Halogen-driven magnetic properties of two-dimensional binary and Janus Cr2XYSe2 (X, Y = F, Cl, Br, I) monolayers

Abstract

In this study, we investigate the structural, electronic, and magnetic properties of the orthorhombic phase of Cr₂XYSe₂ (X, Y = F, Cl, Br, I) two-dimensional monolayers using first-principles calculations based on density functional theory. The calculated exchange interaction parameters and magnetic anisotropies exhibit a strong dependence on both the chemical composition of the monolayers and the Hubbard parameter U. This finding indicates that the interplay between spin–orbit coupling and electron localization is crucial for stabilizing long-range magnetic order in these systems. Furthermore, the renormalized magnon spectrum derived from our calculations yields Curie temperatures of approximately 200 K for the iodine-based monolayers, the highest among the compositions studied, indicating the maximum thermal stability.
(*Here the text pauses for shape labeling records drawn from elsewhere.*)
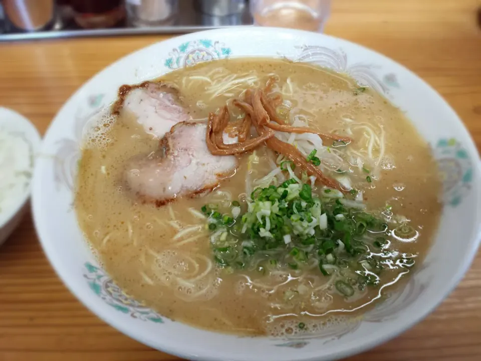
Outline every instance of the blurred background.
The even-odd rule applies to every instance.
[[[254,25],[322,31],[331,0],[3,0],[0,40],[185,33]]]

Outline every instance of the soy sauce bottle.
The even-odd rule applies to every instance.
[[[125,18],[123,0],[70,0],[75,23],[84,29],[111,28]]]

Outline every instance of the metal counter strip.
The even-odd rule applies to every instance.
[[[220,28],[233,28],[253,26],[247,25],[211,26],[171,26],[154,28],[116,28],[111,29],[50,31],[32,33],[0,34],[0,42],[19,40],[35,40],[66,38],[82,38],[115,36],[118,35],[142,35],[145,34],[165,34],[193,33]]]

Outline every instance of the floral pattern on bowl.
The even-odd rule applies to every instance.
[[[126,295],[102,269],[87,262],[85,270],[84,277],[87,280],[89,286],[107,304],[134,318],[163,323],[162,317],[156,312]]]
[[[371,70],[380,69],[381,67],[378,65],[363,64],[349,65],[347,57],[342,50],[309,46],[300,47],[299,49],[302,52],[296,58],[296,61],[312,63],[337,72],[347,74],[361,85],[372,87],[384,94],[389,92],[387,87]],[[188,42],[174,49],[169,54],[170,57],[165,61],[165,65],[170,69],[175,69],[177,68],[176,67],[189,66],[230,54],[230,48],[225,47],[218,41],[201,40]],[[391,85],[396,81],[393,73],[386,76]],[[61,145],[57,153],[61,161],[56,168],[56,179],[61,180],[62,183],[70,189],[73,189],[73,179],[80,155],[80,141],[89,129],[90,122],[95,121],[105,109],[102,102],[104,97],[104,94],[93,94],[88,97],[85,101],[79,106],[75,117],[74,138],[63,139],[61,142]],[[461,201],[463,190],[469,189],[472,178],[470,161],[460,143],[453,138],[440,139],[434,153],[443,173],[444,200],[450,205],[455,206]],[[91,288],[108,304],[123,313],[129,313],[134,318],[162,322],[160,316],[154,311],[142,307],[141,303],[123,293],[100,268],[89,263],[86,263],[86,268],[88,272],[84,274],[84,277],[88,280]],[[386,299],[365,314],[363,318],[354,318],[344,325],[336,325],[322,332],[297,337],[295,340],[292,340],[291,337],[286,337],[284,343],[275,345],[301,348],[309,343],[306,340],[313,338],[325,339],[326,342],[333,338],[339,338],[357,329],[363,321],[382,322],[385,318],[391,317],[394,308],[399,307],[400,305],[406,306],[412,303],[425,288],[424,284],[420,284],[416,281],[416,277],[413,276],[405,288],[390,294],[389,297],[383,297]],[[112,292],[112,290],[115,291]]]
The results of this investigation provide a comprehensive understanding of how chemical substitution, electron correlations, and symmetry reduction interact to control magnetism in two-dimensional materials. This study advances the understanding of magnetism in Cr₂XYSe₂ monolayers and establishes a distinct materials design framework for two-dimensional van der Waals magnetic systems.